E nell’isola di Sardegna? Di vere novità se ne sono viste poche. Quella che avrebbe potuto essere la più significativa, l’alleanza identitaria proposta ad Olbia dai Sardisti insieme a Unidos, La Base, Sardigna Natzione e a una lista civica, con candidato Sindaco il giovane Marco Balata, si ferma ad un mediocre 5,6 % (pessimi i risultati delle liste, esclusa forse la civica). Certo Olbia è città (relativamente) ricca, in cui i blocchi politici tradizionali – PD e le destre – sono ancora molto forti e radicati (e infatti vanno al ballottaggio). Ma proprio il buon risultato olbiese dell’alternativo M5S (5500 voti) dimostra quanto pesi a tutte le latitudini l’italianitudine, veicolata a tambur battente dai mass media, rispetto alle proposte politiche che mettono al centro la Sardegna e le sue realtà, confinate sempre più in angusti angolini di un dibattito politico quanto mai anemico (vedasi Oristano per esempio).
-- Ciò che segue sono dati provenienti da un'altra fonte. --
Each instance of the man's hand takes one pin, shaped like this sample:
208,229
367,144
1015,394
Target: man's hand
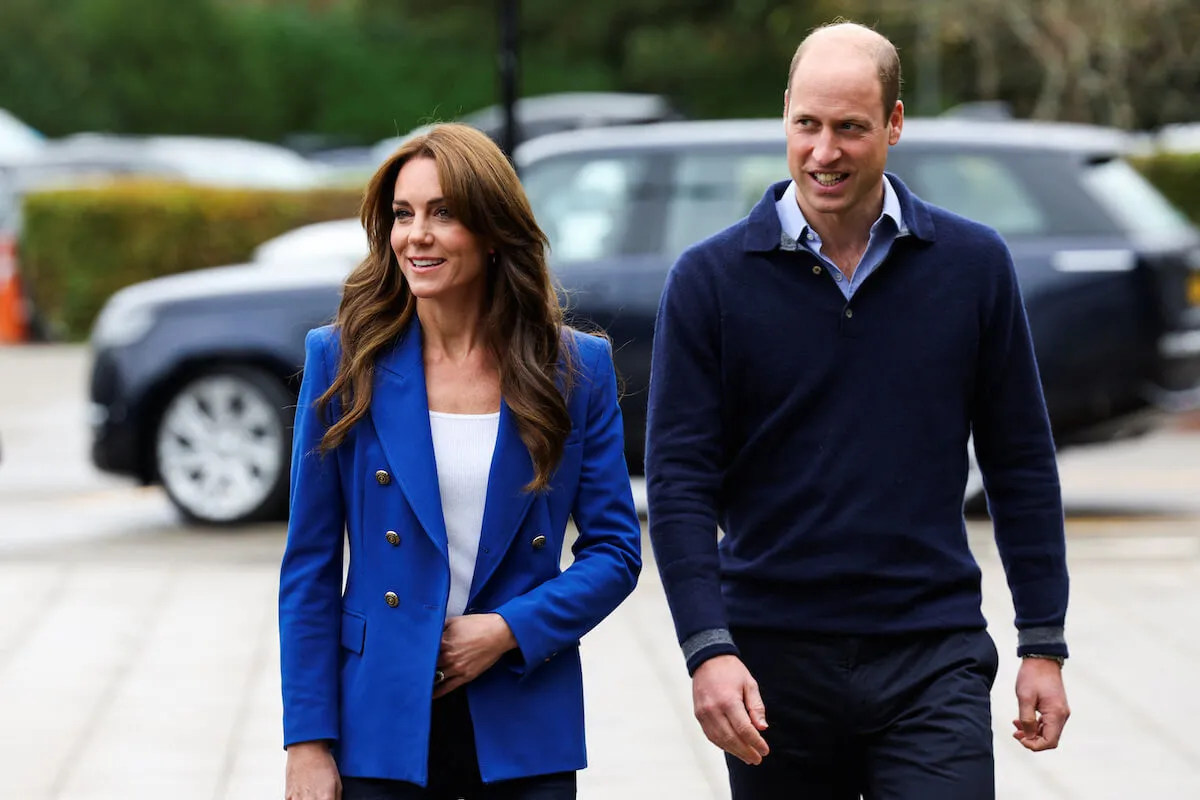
1042,704
471,645
311,773
730,709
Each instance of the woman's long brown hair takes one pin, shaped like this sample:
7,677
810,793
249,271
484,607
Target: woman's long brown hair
526,334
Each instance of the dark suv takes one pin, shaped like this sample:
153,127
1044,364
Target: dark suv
197,390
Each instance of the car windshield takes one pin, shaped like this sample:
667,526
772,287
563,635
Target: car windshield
1132,200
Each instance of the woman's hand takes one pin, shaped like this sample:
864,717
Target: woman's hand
312,773
471,645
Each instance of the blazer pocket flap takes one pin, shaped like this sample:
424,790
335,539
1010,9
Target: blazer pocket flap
354,631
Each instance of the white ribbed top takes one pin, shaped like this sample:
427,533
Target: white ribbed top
462,447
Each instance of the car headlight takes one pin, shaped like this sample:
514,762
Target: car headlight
120,324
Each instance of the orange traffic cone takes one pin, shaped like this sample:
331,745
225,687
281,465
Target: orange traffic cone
13,325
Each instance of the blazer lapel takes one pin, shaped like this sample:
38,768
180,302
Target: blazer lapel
400,411
507,499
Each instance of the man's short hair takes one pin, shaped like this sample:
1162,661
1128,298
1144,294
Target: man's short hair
882,52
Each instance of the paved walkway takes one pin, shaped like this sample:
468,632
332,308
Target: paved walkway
139,660
147,667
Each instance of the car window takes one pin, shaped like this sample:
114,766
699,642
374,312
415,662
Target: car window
977,186
1131,199
586,204
714,190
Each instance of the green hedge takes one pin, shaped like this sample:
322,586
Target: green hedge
1177,176
79,246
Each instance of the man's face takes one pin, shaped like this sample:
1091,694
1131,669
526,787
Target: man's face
837,136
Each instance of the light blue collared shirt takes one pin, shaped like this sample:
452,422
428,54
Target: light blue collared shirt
885,232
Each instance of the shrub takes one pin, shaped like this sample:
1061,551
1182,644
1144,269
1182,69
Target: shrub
81,245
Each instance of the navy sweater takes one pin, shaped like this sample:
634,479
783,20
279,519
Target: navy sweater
828,438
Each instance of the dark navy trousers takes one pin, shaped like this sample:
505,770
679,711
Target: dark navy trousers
454,767
905,717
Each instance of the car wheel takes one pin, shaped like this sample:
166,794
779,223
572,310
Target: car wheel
223,446
975,501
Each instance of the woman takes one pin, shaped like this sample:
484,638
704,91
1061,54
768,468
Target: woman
449,422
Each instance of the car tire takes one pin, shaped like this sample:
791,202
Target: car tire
223,446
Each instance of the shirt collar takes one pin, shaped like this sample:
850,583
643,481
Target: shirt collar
795,226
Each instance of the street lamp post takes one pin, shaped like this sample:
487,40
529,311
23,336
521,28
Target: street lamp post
509,77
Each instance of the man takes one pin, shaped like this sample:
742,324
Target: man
819,368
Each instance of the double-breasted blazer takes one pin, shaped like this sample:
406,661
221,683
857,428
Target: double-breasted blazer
358,662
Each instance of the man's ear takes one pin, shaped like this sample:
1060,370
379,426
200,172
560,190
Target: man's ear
895,124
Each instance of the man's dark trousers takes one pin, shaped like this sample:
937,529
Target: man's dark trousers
904,717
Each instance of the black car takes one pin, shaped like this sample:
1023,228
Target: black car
196,374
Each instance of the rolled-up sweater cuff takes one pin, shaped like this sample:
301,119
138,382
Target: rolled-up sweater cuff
1042,641
703,645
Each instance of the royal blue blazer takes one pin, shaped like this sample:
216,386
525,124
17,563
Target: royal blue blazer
358,662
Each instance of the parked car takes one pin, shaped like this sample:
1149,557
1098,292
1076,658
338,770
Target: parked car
196,374
555,113
204,161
Per il resto si conferma il radicamento del Movimento di Grillo, che fra l’altro conquista, con Paola Massidda, il ballottaggio nella difficile realtà di Carbonia. Qui la giovane candidata se la vedrà con l’armata di Centrosinistra guidata dall’uscente Casti, ben lontano però dai fasti della sua precedente elezione – al primo turno – del 2011.
Per quanto riguarda Cagliari Massimo Zedda, alla guida di una coalizione di Centrosinistra con ben 12 liste, vince la competizione elettorale, superando nettamente l’esperto onorevole Piergiorgio Massidda, che invece lo aveva battuto nella gara dei simboli: addirittura 14, tra cui un significativo “Nessun dorma”! Invece questa partita elettorale è stata proprio all’insegna della camomilla. Una camomilla tanto propagandistica quanto programmatica, e come tale avvertita da molti cittadini, che non hanno ritenuto importante scegliere tra zuppa e pan bagnato. Così neppure M5S è riuscito nel miracolo di svegliare la bella addormentata, fermandosi ad un modesto 9 %.
Insomma niente di nuovo sul fronte occidentale. Forse non c’è – ancora – in Sardegna una vera proposta alternativa credibile tale da suscitare vero interesse se non movimento. Forse manca anche una classe politica di “disobbedienti” o di “cani sciolti”, intimamente convinti di esercitare quel ruolo critico-propositivo impossibile dentro la politica tradizionale ed i suoi soggetti. Ma probabilmente manca proprio un elettorato pronto a confrontarsi con eventuali novità, a stimolare opzioni politiche che mettano in crisi i tradizionali riferimenti e le radicate convinzioni, e che guardino finalmente al futuro e non all’oggi o, peggio, a ieri.